Ben Eysenbach Thesis Defense - 2023

Details

Title : Ben Eysenbach Thesis Defense Author(s): Ben Eysenbach Link(s) : https://www.youtube.com/watch?v=ODVaWSKCzTM

Rough Notes

This thesis looks at Reinforcement learning (RL) from a probabilistic perspective. RL is hard because of limited feedback (rewards):

Feedback comes after many steps in the future.
Learning from high dimensional data is hard with limited feedback.
Rewards are hard to specify and measure.

Self-Supervised Learning (SSL) approaches learn from limited feedback. Within SSL methods, Contrastive Learning methods learn representations so that similar inputs (e.g. faces) have similar representations.
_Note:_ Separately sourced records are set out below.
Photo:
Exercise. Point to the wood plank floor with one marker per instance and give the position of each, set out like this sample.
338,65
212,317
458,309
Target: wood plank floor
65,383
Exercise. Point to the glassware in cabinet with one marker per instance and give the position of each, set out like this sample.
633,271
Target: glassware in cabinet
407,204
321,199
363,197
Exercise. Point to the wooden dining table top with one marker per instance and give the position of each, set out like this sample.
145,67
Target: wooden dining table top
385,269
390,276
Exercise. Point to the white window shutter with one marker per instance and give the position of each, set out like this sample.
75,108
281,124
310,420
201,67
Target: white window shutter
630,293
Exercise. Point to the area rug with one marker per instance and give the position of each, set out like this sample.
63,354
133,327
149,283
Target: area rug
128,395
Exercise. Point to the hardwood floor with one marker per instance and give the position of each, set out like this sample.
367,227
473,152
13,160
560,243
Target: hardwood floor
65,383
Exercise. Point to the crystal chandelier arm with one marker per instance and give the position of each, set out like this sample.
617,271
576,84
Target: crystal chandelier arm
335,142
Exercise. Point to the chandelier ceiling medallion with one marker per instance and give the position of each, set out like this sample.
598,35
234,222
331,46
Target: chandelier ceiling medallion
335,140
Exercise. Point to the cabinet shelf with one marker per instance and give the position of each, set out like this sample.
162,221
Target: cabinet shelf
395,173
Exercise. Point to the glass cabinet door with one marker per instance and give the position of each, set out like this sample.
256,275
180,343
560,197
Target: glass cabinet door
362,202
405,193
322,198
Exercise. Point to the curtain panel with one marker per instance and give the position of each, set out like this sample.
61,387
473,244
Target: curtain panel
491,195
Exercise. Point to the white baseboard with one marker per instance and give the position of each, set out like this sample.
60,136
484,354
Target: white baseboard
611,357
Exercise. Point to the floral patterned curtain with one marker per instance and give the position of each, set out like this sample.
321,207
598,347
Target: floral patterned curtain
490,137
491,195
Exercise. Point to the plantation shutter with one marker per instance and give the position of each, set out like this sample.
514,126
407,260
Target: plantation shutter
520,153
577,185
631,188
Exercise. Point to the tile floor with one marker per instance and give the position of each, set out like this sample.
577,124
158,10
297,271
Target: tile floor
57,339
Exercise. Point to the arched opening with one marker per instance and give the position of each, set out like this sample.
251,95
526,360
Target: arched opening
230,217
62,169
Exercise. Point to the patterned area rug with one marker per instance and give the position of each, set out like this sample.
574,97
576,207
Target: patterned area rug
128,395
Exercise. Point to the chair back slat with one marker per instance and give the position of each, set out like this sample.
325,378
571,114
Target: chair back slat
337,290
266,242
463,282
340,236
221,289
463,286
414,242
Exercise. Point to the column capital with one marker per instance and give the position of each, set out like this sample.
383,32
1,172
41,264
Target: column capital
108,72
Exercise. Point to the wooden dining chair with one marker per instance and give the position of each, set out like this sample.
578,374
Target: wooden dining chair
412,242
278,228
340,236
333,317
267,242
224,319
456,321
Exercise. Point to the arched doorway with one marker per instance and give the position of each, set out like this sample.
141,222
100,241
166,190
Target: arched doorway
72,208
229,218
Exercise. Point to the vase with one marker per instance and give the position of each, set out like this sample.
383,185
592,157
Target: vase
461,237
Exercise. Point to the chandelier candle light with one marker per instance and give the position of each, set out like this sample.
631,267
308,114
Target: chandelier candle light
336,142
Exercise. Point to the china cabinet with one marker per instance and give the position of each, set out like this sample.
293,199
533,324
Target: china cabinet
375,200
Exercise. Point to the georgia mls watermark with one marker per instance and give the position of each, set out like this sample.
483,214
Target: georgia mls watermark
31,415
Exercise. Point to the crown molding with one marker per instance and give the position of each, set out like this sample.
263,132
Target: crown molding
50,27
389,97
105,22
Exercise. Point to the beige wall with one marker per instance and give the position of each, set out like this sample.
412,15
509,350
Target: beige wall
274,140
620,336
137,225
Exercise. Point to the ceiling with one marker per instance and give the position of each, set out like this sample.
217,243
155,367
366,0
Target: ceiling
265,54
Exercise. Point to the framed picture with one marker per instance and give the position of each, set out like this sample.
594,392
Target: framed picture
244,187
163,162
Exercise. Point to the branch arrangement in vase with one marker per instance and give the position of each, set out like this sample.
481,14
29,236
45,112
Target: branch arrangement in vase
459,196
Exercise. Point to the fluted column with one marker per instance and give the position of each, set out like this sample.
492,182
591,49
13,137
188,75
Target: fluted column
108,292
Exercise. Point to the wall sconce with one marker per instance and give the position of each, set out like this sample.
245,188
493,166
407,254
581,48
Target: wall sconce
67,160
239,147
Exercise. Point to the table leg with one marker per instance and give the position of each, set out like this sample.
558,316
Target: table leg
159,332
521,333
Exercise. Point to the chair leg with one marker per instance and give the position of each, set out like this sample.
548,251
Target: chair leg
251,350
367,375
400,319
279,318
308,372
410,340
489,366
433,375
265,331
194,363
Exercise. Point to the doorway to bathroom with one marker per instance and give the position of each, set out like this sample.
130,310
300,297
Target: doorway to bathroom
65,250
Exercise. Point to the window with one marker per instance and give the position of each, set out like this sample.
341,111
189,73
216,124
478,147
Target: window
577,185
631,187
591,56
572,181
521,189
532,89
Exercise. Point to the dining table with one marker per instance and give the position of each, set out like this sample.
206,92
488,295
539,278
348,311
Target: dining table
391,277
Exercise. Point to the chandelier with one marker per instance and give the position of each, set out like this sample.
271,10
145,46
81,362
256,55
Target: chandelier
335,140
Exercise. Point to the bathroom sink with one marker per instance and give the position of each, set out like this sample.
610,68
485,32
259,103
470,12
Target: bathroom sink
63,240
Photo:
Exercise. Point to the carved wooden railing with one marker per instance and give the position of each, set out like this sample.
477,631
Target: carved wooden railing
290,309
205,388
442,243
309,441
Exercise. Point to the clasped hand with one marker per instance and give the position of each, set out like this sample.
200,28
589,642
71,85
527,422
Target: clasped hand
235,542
Thesis in 5 words: A foundation for self-supervised RL.

Outline of talk: Skills: Using data to define desired outcomes. Planning: Inferring how to reach desired outcomes. Robustness and generalization.

Goal-Conditional Reinforcement Learning involves giving a goal state rather than a hand-crafted reward function. If we are given a dataset for videos and actions (in a robotic task to move an item to a specific area), we can learn a representation that encodes information about the environment, and use it to extract skills, \(\pi(a|s,g)\).

Representation learning here uses a state-action encoder \(\phi(s,a)\), and a goal encoder (which takes a future frame from the same video) \(\psi(s)\) which both map to a representation space. The goal encoder is sometimes given frames from a different video. Contrastive learning can then be used to make the representations from frames within the same video to be close, and between different videos to be different. This work encodes information about actions as well, which differentiates itself from prior similar work.
The representations can then be used for action selection by choosing \(a_i\) such that \(\phi(s,a_i)\) is closest to the goal state representation \(\psi(g)\).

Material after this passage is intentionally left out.